Fit to Print: Thermal Printer Meets Mining Customer’s Explosives Accounting Needs


In the current global business environment, governmental security policies can require mining companies to account for all transactions affecting their explosives inventory— down to how much explosive is used in each particular shot at each specific location. To accomplish this level of recordkeeping, mining companies may have to turn to information technology specialists such as Logical Control Concepts of for assistance. A system integrator specializing in the design of automation and control systems, New Jersey, USA-based Logical Control Concepts recently delivered such a control system for a customer with mining operations in southern Ukraine.

“We put together a control system that would function from trucks at each mining site used to mix and load [explosive] materials,’ said company president Scott Jones. “We had specified that the system would incorporate a Sauer-Danfoss PLUS 1 control and monitoring network.

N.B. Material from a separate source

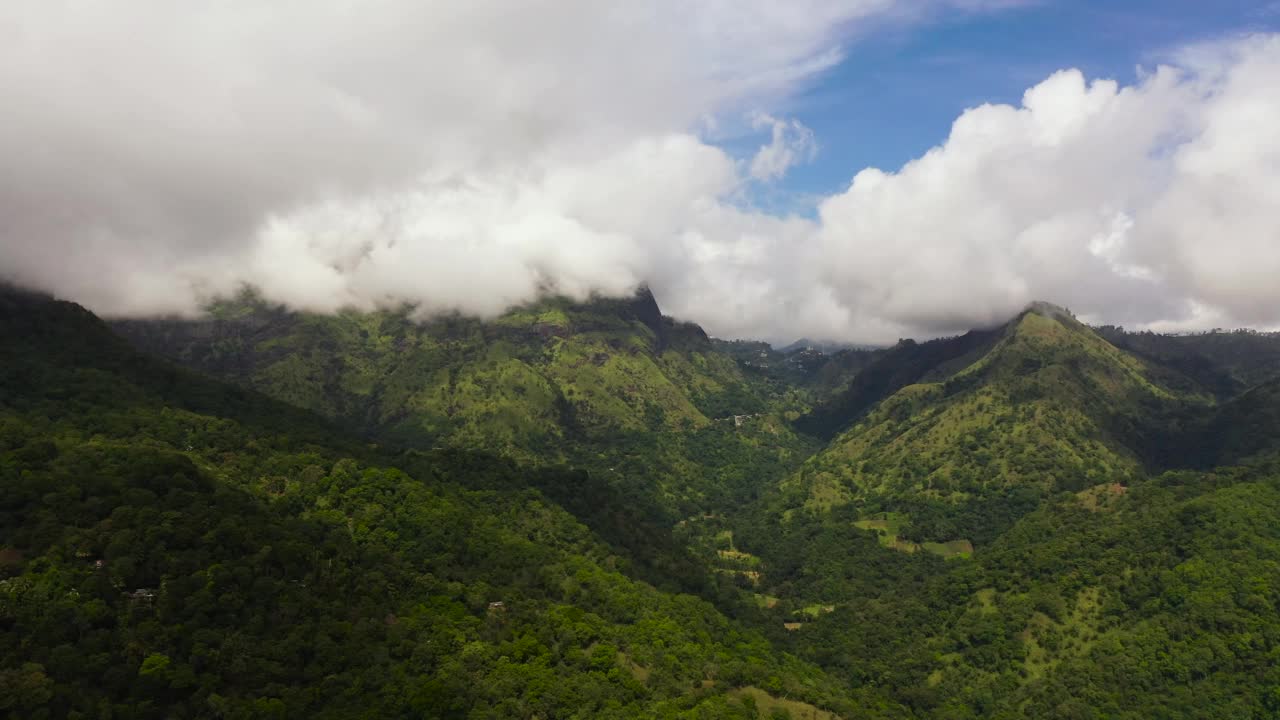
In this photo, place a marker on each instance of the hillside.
(608, 384)
(1038, 406)
(179, 547)
(988, 538)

Our next step was to find the best mobile printer—one that could solve the mining company’s need for complete accountability, as it had to be able to automatically provide a document detailing how much ammonium nitrate, emulsion, fuel oil and nitric acid has been loaded in each blasthole. We eventually determined that the Extech printer had the capabilities we were looking for.”

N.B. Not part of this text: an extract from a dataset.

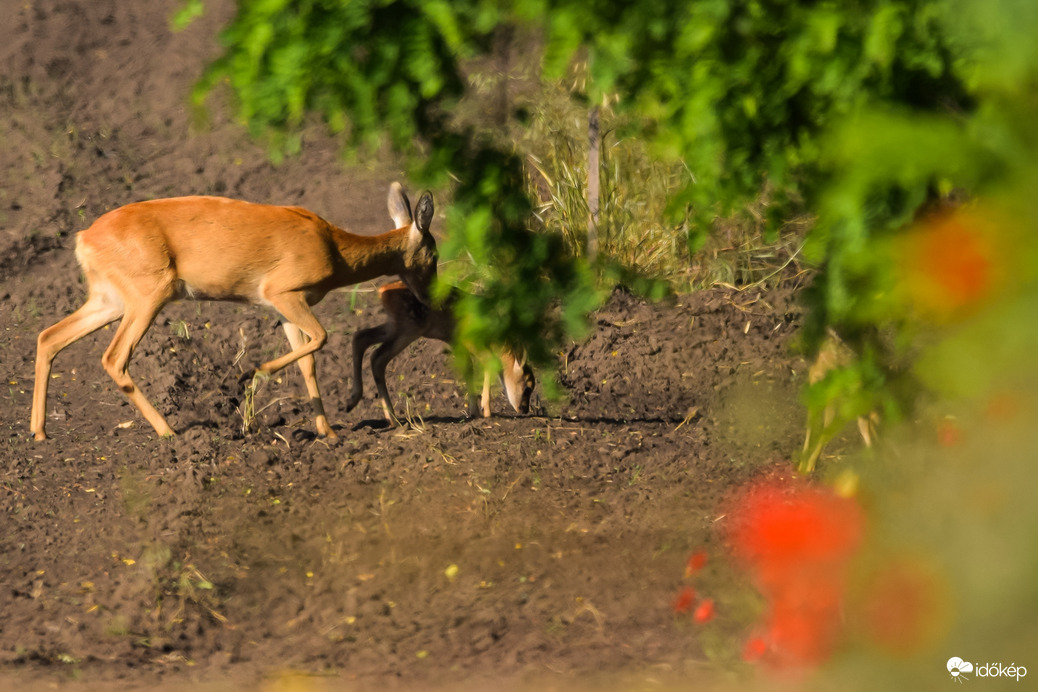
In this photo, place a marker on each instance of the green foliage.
(890, 168)
(391, 71)
(742, 90)
(740, 94)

The Extech S3750THS is a batteryoperated thermal printer designed to withstand the rigors of mobile computing applications. The printer provides multiple interface options, offering high flexibility for a job based in the Ukraine with operators speaking a non-English language.

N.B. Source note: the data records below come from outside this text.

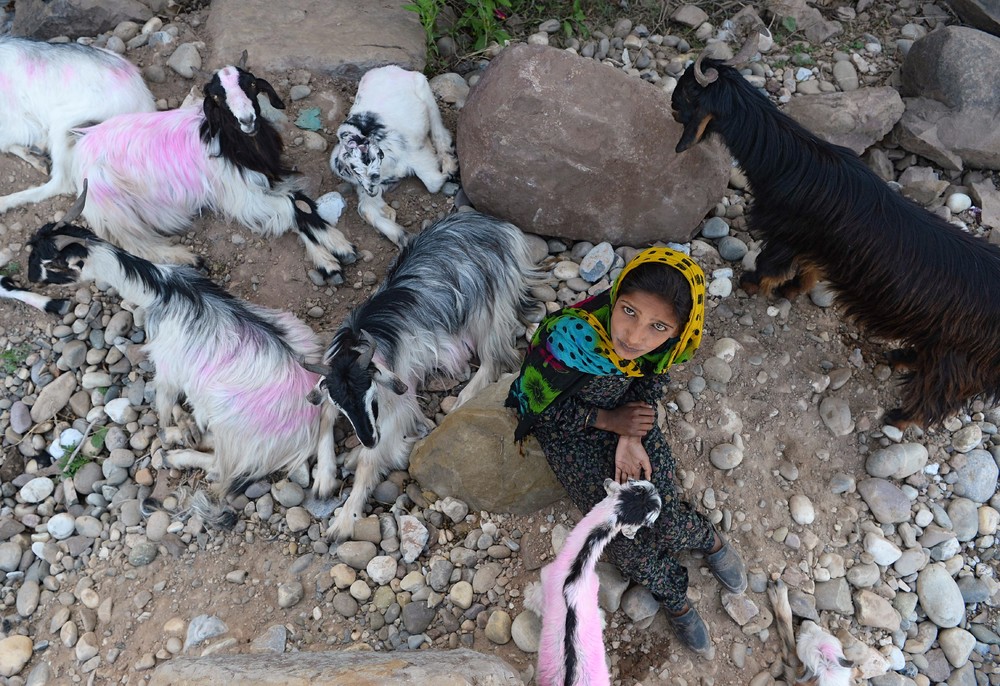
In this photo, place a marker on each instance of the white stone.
(120, 411)
(381, 569)
(882, 551)
(330, 206)
(958, 202)
(61, 526)
(37, 490)
(801, 509)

“One of the main advantages of the Extech printer is that we were able to load it with a Cyrillic font,” Jones said. “Extech provided me with software that allowed me to easily load the font. It’s really seamless— the printer interfaces with simple ASCII (American Standard Code for Information Interchange) commands and doesn’t rely on a Windows driver. And all the information can be printed in whatever font you need.”

Connected by a 6-foot cable to the system control panel, the S3750THS serves as the end cap on a mobile information station in the company’s truck cabs. After each of about 100–150 blastholes per day is filled, the printer automatically picks up all the essential data from the system computer and provides print-outs of the work done at each hole.

“There were a couple of unique types of information that this Ukrainian customer wanted to track, in addition to the type and quantity of product used,” Jones said. “They wanted to assign the mines a number, because the trucks would service four or five different mines in the area.”.